While the term “insurance salesman” may get a bad rap, the concept of insurance makes many things in life possible.

Thanks to insurance, banks are comfortable enough to give large loans for cars and homes, and people are able to rent cars, boats, and bikes.

Now the concept of insurance is coming to a new area of life: conservation.

Specifically, insurance is coming to Snow Leopard conservation, and the new program is seeing big success.

As reported by Positive.News:

The India-based Snow Leopard Trust has pioneered a model of conservation that works with communities to protect the big cats in 12 countries, including India, Pakistan and Afghanistan. It has implemented, among other things, insurance programmes to compensate herders when they lose livestock to snow leopards – a move designed to reduce retaliatory killings. 

The model has been hailed a success and this week its executive director, Dr Charudutt Mishra, won a Whitley Award, which celebrates solutions to the biodiversity crisis. The £100,000 prize will be used to export the model abroad.”

While the program was started with outside funding, it is self-sustaining through investments made by the herders themselves.
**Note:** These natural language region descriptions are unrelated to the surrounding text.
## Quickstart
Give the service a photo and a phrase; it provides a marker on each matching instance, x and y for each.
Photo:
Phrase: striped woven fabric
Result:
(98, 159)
The Snow Leopard Trust explains that herders can, much like with a home or car, “contribute premiums for any animal they want to insure” and that “they can submit a claim and receive reimbursement for the loss.”

Such free-market initiatives offer solutions for both the leopards and the local families, rather than heavy-handed government programs which oftentimes encourage dependency and frustration without any benefit to animal populations.